Hello Anna, I agree with this article! But it is true from both points. I always like to give my business to a smaller scale business.One thing in this country that has always seemed ridiculous is renting storage units to store more stuff in them,
Blessings, Roxy

Harper said...

I've thought about this, myself. A national shift to frugal living--or even purposeful spending--would lead to economic turmoil. But that turmoil would give way eventually to a different economy that is not easily swayed by changes in policy or market, because it doesn't have as much that is vulnerable to a "market correction."


Joluise said...

At Christmas time the news is full of stories about "buy, buy buy" and help the economy (its like we should all do our duty) - partly because in Australia people had started to save (as they were nervous about the economy, jobs and government) and not spend and as a result the retail trade figures were on the decline and less people were being employed full-time. Unfortunately much of what people spend at Christmas is on credit as they don't have the money required. Whilst this isn't good for the families who then have to struggle all year to repay their credit cards - it is good for retail trade.

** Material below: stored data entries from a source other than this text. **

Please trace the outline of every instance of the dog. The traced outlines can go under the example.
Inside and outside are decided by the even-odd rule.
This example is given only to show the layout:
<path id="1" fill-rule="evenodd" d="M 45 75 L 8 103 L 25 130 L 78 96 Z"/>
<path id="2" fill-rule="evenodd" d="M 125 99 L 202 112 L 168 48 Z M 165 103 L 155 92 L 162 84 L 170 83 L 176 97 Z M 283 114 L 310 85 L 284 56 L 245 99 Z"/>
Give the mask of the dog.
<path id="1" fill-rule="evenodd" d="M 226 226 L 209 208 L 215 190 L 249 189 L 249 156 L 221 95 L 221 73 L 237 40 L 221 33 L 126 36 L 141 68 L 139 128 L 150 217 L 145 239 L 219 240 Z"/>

I am all for savings and I don't rush out and buy the latest gadget and I often buy second-hand - none of these things help the economy but they help us personally . I also delay buying a big item, whilst others might be much keener to upgrade more frequently.

I also agree we should be eating healthier foods as it will have an impact on overall health of the nation. But as our country gets older (more elderly) higher the costs to health care which is our current and future problem.

Miriam said...

Couldn't agree more!

maria smith said...

Living within one's means is absolutely imperative. At least start with that. We have to be fairly frugal because that's what we can afford. It keeps us on budget. Things like trips to the mall, dining out or a cleaning service are extremely rare. But, we're happy and thriving.

Anonymous said...

By not working, you have freed up a job for someone else! Frugal people tend not to buy worthless things when they do buy.